3. What is Caching in Esmerald?¶
Esmerald provides a built-in caching system to speed up responses, reduce redundant processing, and optimize performance. It supports multiple backends, including:
- In-Memory Caching (default)
- Redis Caching
- Custom Backends
Esmerald’s caching system integrates seamlessly with request handlers using the @cache
decorator.
4. How to Use Caching in Esmerald¶
4.1 Using the @cache
Decorator¶
The @cache
decorator allows caching responses for a defined ttl
(time-to-live) and a chosen backend.
from esmerald.utils.decorators import cache
Basic Example¶
from esmerald import Esmerald, Gateway, get
from esmerald.utils.decorators import cache
@get("/expensive/{value}")
@cache(ttl=10) # Cache for 10 seconds
async def expensive_operation(value: int) -> dict:
return {"result": value * 2}
app = Esmerald(routes=[Gateway(handler=expensive_operation)])

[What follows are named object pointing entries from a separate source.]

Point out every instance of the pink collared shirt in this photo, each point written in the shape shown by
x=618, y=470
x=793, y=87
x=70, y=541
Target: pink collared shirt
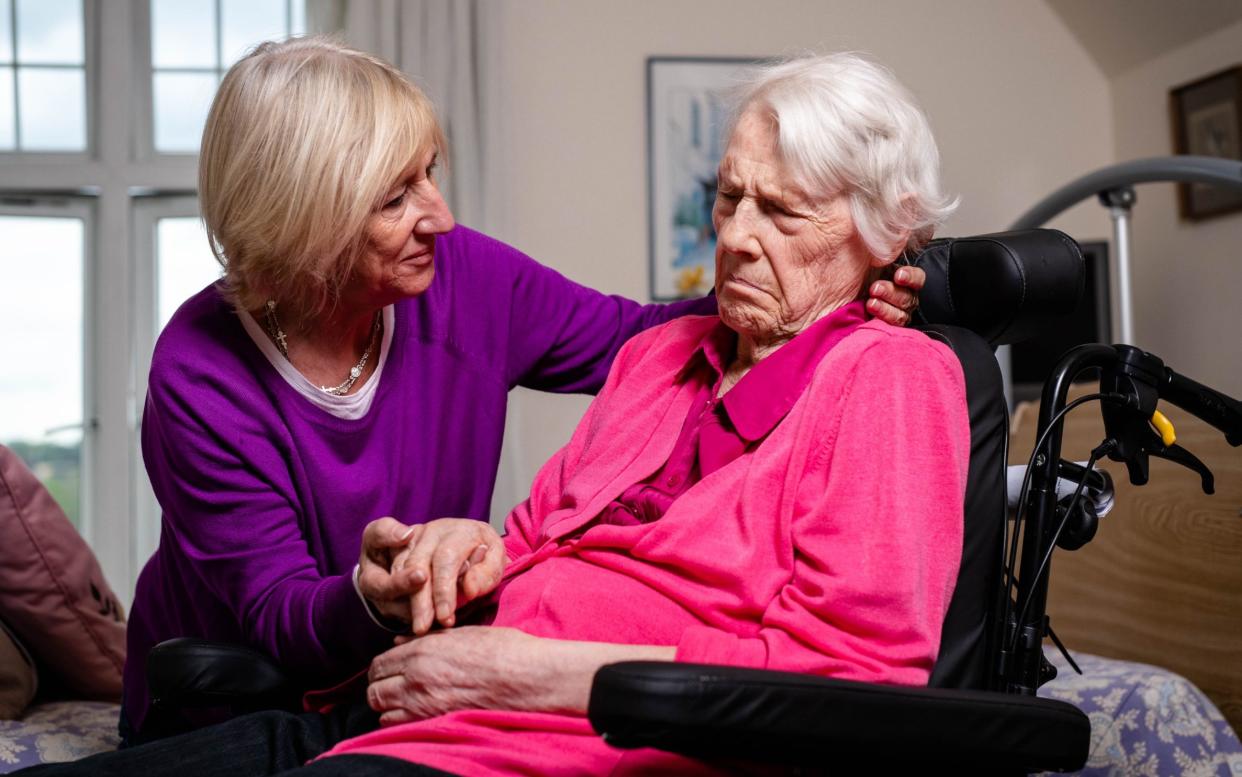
x=720, y=428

4.2 Specifying a Cache Backend¶
Using Redis as a Backend¶
from esmerald import get
from esmerald.caches.redis import RedisCache
from esmerald.utils.decorators import cache
redis_cache = RedisCache(redis_url="redis://localhost:6379")
@get("/data/{key}")
@cache(backend=redis_cache, ttl=30)
async def fetch_data(key: str) -> dict:
return {"key": key, "value": key[::-1]} # Simulating an expensive operation
5. Customizing Caching in Esmerald¶
5.1 Using Esmerald Settings to Set a Default Cache Backend¶
Instead of specifying the backend every time, we can configure a global cache backend using EsmeraldAPISettings
.
Example: Setting Redis as the Default Backend¶
from esmerald import EsmeraldAPISettings
from esmerald.caches.redis import RedisCache
class CustomSettings(EsmeraldAPISettings):
cache_backend = RedisCache(redis_url="redis://localhost:6379")
✅ Now, all @cache
decorators without a specified backend will use Redis.
Tip
You can set the default backend to any supported backend, including custom ones. This allows you to maintain a consistent caching strategy across your application.

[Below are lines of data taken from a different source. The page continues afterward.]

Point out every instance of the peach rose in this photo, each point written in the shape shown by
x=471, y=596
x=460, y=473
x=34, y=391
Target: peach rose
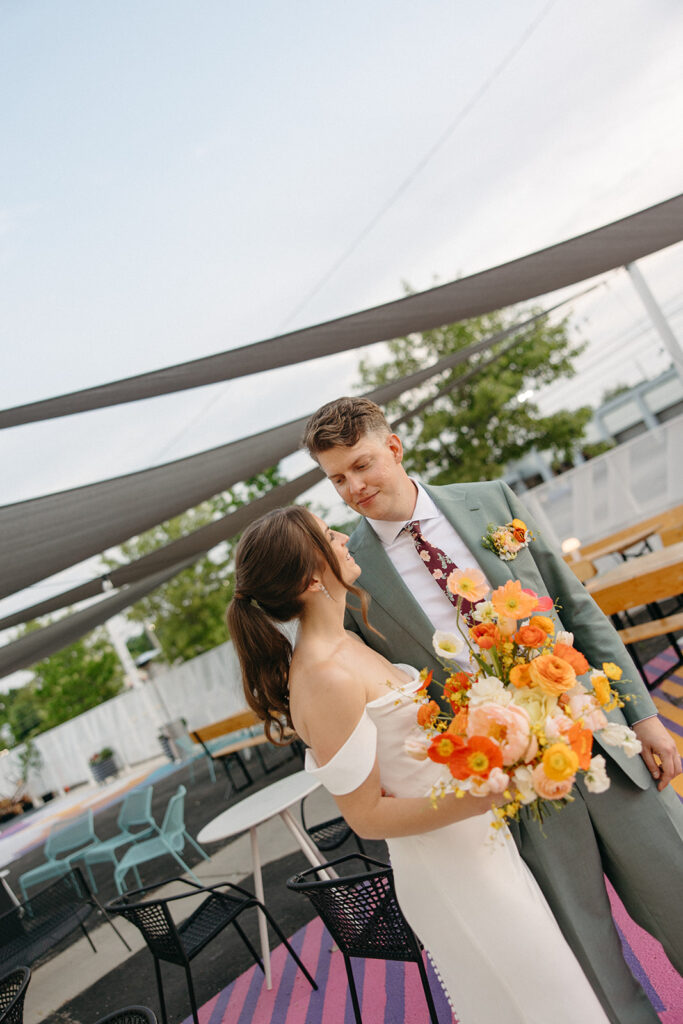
x=572, y=657
x=485, y=635
x=547, y=787
x=544, y=623
x=551, y=674
x=508, y=726
x=519, y=675
x=530, y=636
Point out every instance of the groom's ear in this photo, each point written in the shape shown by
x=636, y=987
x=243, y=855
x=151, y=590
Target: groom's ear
x=395, y=445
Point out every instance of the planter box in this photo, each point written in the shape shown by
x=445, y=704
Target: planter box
x=102, y=769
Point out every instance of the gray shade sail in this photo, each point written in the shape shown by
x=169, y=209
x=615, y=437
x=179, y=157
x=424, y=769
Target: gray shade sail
x=43, y=536
x=193, y=546
x=539, y=273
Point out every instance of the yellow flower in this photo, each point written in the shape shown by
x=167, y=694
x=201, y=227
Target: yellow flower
x=611, y=671
x=560, y=762
x=601, y=688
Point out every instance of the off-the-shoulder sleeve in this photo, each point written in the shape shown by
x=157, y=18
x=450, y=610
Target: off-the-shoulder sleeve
x=351, y=764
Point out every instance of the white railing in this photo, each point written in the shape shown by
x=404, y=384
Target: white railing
x=632, y=481
x=202, y=690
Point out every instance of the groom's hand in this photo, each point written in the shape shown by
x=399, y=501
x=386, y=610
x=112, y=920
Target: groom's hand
x=657, y=742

The default cache backend is the InMemoryCache, which is used if no backend is specified.
6. Building Custom Caching Backends¶
You can extend Esmerald’s caching system by creating your own backend.
6.1 Custom File-Based Cache Backend¶
To create a custom backend, you need to implement the CacheBackend
interface.
That can be imported from:
from esmerald.protocols.cache import CacheBackend
Example¶
import json
import os
from typing import Any
from esmerald.protocols.cache import CacheBackend
class FileCache(CacheBackend):
def __init__(self, directory: str = "cache_files") -> None:
self.directory = directory
os.makedirs(directory, exist_ok=True)
async def get(self, key: str) -> Any | None:
filepath = os.path.join(self.directory, key)

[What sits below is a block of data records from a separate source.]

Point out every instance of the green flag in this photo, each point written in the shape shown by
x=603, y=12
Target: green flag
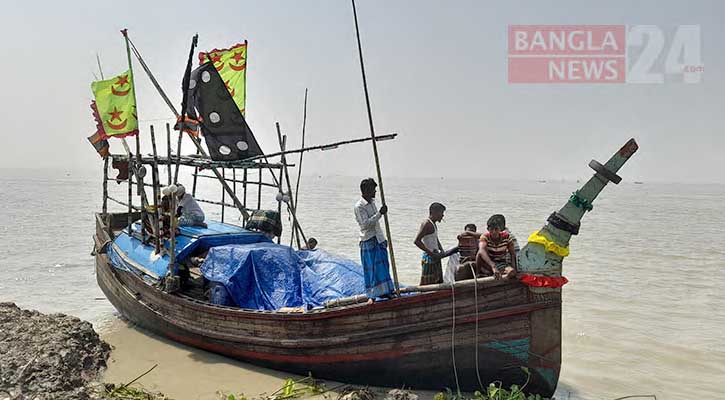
x=116, y=105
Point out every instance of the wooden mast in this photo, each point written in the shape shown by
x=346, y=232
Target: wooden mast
x=375, y=152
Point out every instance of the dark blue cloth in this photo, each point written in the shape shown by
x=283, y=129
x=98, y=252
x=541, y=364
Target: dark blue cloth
x=268, y=276
x=374, y=256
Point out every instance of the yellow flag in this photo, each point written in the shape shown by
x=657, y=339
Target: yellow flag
x=116, y=105
x=232, y=66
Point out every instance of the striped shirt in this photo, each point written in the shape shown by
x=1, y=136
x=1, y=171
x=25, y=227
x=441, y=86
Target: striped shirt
x=496, y=249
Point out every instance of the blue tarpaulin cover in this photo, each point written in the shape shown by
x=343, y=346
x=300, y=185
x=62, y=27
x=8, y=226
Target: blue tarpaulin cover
x=268, y=276
x=191, y=239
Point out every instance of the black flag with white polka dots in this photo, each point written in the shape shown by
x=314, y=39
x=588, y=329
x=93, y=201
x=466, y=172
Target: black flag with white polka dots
x=225, y=130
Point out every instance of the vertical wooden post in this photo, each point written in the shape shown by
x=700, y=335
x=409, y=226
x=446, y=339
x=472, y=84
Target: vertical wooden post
x=155, y=178
x=244, y=201
x=259, y=190
x=282, y=145
x=130, y=191
x=296, y=229
x=141, y=190
x=299, y=165
x=172, y=234
x=375, y=152
x=105, y=185
x=168, y=153
x=223, y=194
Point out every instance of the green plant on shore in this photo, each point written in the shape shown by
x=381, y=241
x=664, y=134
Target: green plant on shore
x=494, y=391
x=291, y=389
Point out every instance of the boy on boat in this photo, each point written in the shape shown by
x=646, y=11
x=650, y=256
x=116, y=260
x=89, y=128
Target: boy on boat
x=494, y=247
x=464, y=252
x=373, y=244
x=427, y=240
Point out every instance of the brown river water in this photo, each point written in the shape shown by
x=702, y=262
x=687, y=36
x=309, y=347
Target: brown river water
x=643, y=312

if os.path.exists(filepath):
with open(filepath) as f:
return json.load(f)
return None
async def set(self, key: str, value: Any, ttl: int | None = None) -> None:
filepath = os.path.join(self.directory, key)
with open(filepath, "w") as f:
json.dump(value, f)
async def delete(self, key: str) -> None:
filepath = os.path.join(self.directory, key)
if os.path.exists(filepath):
os.remove(filepath)
✅ This custom backend caches data in files instead of memory or Redis.
6.2 Using the Custom Backend in Esmerald¶
Now you can use the custom backend in your Esmerald application.
from esmerald import get
from esmerald.utils.decorators import cache
file_cache = FileCache()
@get("/file-cache/{data}")
@cache(backend=file_cache, ttl=60)
async def file_cached_endpoint(data: str) -> dict:
return {"data": data, "cached": True}
✅ Data is now cached in files instead of memory or Redis.
Recap¶
✅ Esmerald provides an easy-to-use caching system with multiple backends.
✅ You can use the @cache
decorator to cache responses.
✅ You can set a global cache backend via EsmeraldAPISettings
.
✅ You can create custom caching backends to store data in different ways.